It’s back to the drawing board for the Academy of Motion Picture Arts and Sciences.
Less than 24 hours after Brett Ratner resigned as producer of the 2012 Oscar telecast, Eddie Murphy has dropped out as host.
“I appreciate how Eddie feels about losing his creative partner, Brett Ratner, and we all wish him well,” said Academy president Tom Sherak in a statement.
Added Murphy: “First and foremost I want to say that I completely understand and support each party’s decision with regard to a change of producers for this year’s Academy Awards ceremony. I was truly looking forward to being a part of the show that our production team and writers were just starting to develop, but I’m sure that the new production team and host will do an equally great job.”
Brett Ratner resigned as producer of next year’s Academy Awards, one day after apologising for using a gay slur at a screening of his latest film.
The Academy of Motion Picture Arts and Sciences confirmed Ratner’s departure. President Tom Sherak said in a statement that the 42-year-old filmmaker “did the right thing for the academy and for himself”.
“Brett is a good person, but his comments were unacceptable,” Sherak said.
Ratner has been under fire for a series of ill-judged remarks over the past few days, including his use of the phrase “rehearsal is for fags” during a question-and-answer session at a screening of his film Tower Heist.
He also discussed his sexual exploits on a recent episode of The Howard Stern Show.
Ratner issued a lengthy statement on Tuesday apologising for his behaviour and explaining his resignation as producer of the 2012 Oscars telecast. The academy had announced in August that Ratner would produce the show with TV veteran Don Mischer, who helmed the 2011 broadcast.
In a letter beginning, “Dear Colleagues,” Ratner apologised for “the hurtful and stupid things I said in a number of recent media appearances.”
“As difficult as the last few days have been for me, they cannot compare to the experience of any young man or woman who has been the target of offensive slurs or derogatory comments,” he said.
Ratner went on to say that he is “taking real action over the coming weeks and months in an effort to do everything I can both professionally and personally to help stamp out the kind of thoughtless bigotry I’ve so foolishly perpetrated.”
The director, whose credits also include the Rush Hour films, said that being asked to produce the Oscars show “was the proudest moment of my career”, but he didn’t want to distract from the Academy “and the high ideals it represents”.
The Gay & Lesbian Alliance Against Defamation, which earlier condemned Ratner’s Q&A remarks, issued a press release regarding his Oscar departure, to say that representatives have met with Ratner about holding public discussions with industry leaders about “promoting fair and accurate inclusions of LGBT people and stories.”
His full statement, made through The Hollywood Reporter read as follows:
Over the last few days, I’ve gotten a well-deserved earful from many of the people I admire most in this industry expressing their outrage and disappointment over the hurtful and stupid things I said in a number of recent media appearances.
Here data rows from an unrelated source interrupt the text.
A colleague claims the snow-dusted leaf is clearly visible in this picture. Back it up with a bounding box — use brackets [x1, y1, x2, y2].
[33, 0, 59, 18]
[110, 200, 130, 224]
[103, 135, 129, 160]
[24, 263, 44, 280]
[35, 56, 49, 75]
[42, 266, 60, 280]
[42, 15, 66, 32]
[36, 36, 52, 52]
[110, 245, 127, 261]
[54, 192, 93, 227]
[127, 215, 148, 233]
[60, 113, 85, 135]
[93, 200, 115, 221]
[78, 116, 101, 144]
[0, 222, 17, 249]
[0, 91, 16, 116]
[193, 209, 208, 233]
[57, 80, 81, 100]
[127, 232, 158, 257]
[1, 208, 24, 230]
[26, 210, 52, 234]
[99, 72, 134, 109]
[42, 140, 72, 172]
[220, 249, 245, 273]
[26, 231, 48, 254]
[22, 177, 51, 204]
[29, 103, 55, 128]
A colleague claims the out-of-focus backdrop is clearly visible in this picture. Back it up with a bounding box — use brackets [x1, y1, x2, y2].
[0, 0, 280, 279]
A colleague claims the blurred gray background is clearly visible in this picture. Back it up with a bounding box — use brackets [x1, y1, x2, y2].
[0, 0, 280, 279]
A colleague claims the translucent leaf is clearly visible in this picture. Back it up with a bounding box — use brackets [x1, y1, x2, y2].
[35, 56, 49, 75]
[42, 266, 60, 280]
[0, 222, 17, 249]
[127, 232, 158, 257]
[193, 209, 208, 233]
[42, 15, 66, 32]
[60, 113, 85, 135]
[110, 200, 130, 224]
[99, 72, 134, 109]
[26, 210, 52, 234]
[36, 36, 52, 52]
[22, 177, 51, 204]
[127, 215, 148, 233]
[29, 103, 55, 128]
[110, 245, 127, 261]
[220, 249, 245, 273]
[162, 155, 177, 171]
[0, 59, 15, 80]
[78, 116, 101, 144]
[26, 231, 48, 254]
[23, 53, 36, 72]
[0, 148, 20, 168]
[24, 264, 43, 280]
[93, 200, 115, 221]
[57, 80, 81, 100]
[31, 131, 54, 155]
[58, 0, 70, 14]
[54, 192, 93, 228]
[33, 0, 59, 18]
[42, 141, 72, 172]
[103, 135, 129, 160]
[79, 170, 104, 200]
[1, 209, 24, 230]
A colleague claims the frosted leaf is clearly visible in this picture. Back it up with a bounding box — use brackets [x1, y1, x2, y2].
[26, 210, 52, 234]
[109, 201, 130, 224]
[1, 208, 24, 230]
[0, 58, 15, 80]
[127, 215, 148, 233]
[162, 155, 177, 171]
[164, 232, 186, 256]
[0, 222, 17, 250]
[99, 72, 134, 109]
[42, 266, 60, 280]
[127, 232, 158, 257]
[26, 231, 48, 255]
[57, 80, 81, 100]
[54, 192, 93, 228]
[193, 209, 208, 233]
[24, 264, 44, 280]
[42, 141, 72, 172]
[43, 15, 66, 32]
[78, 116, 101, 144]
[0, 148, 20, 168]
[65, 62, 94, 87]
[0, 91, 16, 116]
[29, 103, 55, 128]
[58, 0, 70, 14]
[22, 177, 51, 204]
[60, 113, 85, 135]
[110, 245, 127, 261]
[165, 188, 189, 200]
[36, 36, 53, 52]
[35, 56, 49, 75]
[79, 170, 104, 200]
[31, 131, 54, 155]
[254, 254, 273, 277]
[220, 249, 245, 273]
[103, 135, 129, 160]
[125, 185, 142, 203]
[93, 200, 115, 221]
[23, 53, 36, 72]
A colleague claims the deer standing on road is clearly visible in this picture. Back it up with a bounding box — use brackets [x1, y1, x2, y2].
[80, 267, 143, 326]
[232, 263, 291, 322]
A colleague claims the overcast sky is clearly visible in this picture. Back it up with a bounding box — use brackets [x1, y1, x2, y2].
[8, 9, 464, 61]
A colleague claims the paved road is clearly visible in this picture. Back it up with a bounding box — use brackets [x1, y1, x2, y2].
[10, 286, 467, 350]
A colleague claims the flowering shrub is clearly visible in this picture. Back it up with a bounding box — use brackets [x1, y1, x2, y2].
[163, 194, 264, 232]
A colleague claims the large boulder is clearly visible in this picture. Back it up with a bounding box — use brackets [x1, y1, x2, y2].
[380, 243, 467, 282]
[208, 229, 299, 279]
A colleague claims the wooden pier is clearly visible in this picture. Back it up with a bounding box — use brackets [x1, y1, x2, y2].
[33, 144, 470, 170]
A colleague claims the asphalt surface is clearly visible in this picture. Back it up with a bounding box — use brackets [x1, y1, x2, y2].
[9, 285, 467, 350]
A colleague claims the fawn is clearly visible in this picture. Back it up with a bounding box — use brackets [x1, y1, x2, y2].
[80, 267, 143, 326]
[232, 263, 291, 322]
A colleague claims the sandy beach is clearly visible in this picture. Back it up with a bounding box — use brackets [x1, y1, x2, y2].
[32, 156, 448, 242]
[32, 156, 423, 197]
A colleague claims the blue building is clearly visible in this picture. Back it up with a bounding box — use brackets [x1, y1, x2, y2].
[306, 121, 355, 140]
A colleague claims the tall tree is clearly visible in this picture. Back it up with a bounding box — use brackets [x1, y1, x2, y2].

To them, and to everyone I’ve hurt and offended, I’d like to apologize publicly and unreservedly.
As difficult as the last few days have been for me, they cannot compare to the experience of any young man or woman who has been the target of offensive slurs or derogatory comments. And they pale in comparison to what any gay, lesbian, or transgender individual must deal with as they confront the many inequalities that continue to plague our world.
So many artists and craftspeople in our business are members of the LGBT community, and it pains me deeply that I may have hurt them. I should have known this all along, but at least I know it now: words do matter. Having love in your heart doesn’t count for much if what comes out of your mouth is ugly and bigoted. With this in mind, and to all those who understandably feel that apologies are not enough, please know that I will be taking real action over the coming weeks and months in an effort to do everything I can both professionally and personally to help stamp out the kind of thoughtless bigotry I’ve so foolishly perpetuated.
As a first step, I called Tom Sherak this morning and resigned as a producer of the 84th Academy Awards telecast. Being asked to help put on the Oscar show was the proudest moment of my career. But as painful as this may be for me, it would be worse if my association with the show were to be a distraction from the Academy and the high ideals it represents.
I am grateful to GLAAD for engaging me in a dialogue about what we can do together to increase awareness of the important and troubling issues this episode has raised and I look forward to working with them. I am incredibly lucky to have a career in this business that I love with all of my heart and to be able to work alongside so many of my heroes. I deeply regret my actions and I am determined to learn from this experience.
Sincerely, Brett Ratner
Who do you think should host? I say bring back Ellen!